The Anatomy of a Civil Lawsuit

by Bryan Spoon on Jun. 29, 2017

 General Practice Accident & Injury  Personal Injury Lawsuit & Dispute  Litigation 

Summary: This article is a brief look at what "suing" someone actually means, including the process and a rough timeline.

Many people do not know what actually happens when one person “sues” another.  The path to a jury is not straight or quick, but involves significant preparation and planning.  This brief guide is meant to be a brief overview of the typical steps necessary to prevail on a civil lawsuit filed in state court.

The first step to any lawsuit is to file a complaint with the court.  See Montana Rules of Civil Procedure, Rule 3.  In order to instigate a lawsuit, a plaintiff must file a complaint in the correct court.  The state courts in Montana are broken up by county and which county a plaintiff is required to file his/her complaint depends on the kind of lawsuit and the facts giving rise to the plaintiff’s claim.  A complaint does not need to be complicated or extensive.  A complaint need only contain a short and plain statement of the claim showing the plaintiff is entitled to relief, and demand the specific relief the plaintiff is seeking.  A plaintiff needs to provide the court with two documents: the complaint, and a summons that the court will issue.

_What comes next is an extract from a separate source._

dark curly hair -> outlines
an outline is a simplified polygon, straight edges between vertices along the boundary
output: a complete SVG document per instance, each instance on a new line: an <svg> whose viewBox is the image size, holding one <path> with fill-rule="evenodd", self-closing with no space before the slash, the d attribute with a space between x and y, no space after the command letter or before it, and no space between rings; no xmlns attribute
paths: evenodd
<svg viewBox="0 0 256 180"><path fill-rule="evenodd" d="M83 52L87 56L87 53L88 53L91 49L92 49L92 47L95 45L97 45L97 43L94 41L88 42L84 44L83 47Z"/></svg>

After a complaint has been filed in the correct court and obtaining a copy of the suit and the summons issued by the court, a plaintiff has (in most cases, but not all) three years to “serve” the suit.  Serving suit means hand delivering a copy of the complaint and summons to the defendant or an authorized representative of the defendant.  There are other means of serving suit, but they will not be discussed here.

Once a complaint and summons has been served on a defendant, the defendant must file an “answer” with the court and the plaintiff.  The answer must state in short and plain terms the defenses to each claim asserted in the complaint and admit or deny the allegations contained in the complaint.  The defendant’s answer must also contain any “affirmative defenses” the defendant is planning on using against the plaintiff’s claims.  Affirmative defenses include comparative negligence, fraud and any claim the plaintiff is barred from suing because the statute of limitations has expired on the claims asserted.  These are not the only affirmative defenses available to defendants.

After the plaintiff receives the defendant’s answer, the parties begin what is called “discovery.”  Discovery is the process of getting information from the other party through written requests, depositions and requests for production of documents and other tangible things.

Upon request from a party, the court will bring the parties together for a scheduling conference.  During this conference, the parties agree on specific dates for the conclusion of discovery, the deadline for submission of motions and a trial date.  In state court, the parties can agree to vacate this order if they wish.  Federal court, however, is different and absent extreme conditions, the scheduling order remains in place throughout a case after it is issued.  A typical scheduling order in state court plans for a trial date roughly six months from when the order is issued.  However, in very complicated cases with difficult issues or cases with numerous plaintiffs or defendants, the scheduling order will provide more time for the parties to conduct discovery and will set a trial date the court feels appropriate under the circumstances.

Only then can the parties begin the process of selecting a jury for the trial.  Once a jury has been selected, the trial can begin.  Depending on the complexity of the case and the issues to be litigated (including the number of witnesses and exhibits each party intends to offer), the trial can take anywhere from a single day to several weeks.  Once the parties have presented their cases and finished their closing arguments, the judge then instructs the jury on the law.  After the legal instructions, the jury is sent to deliberate and come to a decision and render a verdict on liability and award damages, if any.  The court enters the judgment and the process is concluded, unless one or both parties believe the court erred in some way.  If so, the parties can appeal specific legal issues to the Montana Supreme Court.

This is a long and involved process that is not to be entered into lightly.  Thankfully, very few cases are ever tried in front of a jury.  Because both parties realize just how long and difficult it is to try a case, the vast majority of cases settle prior to trial.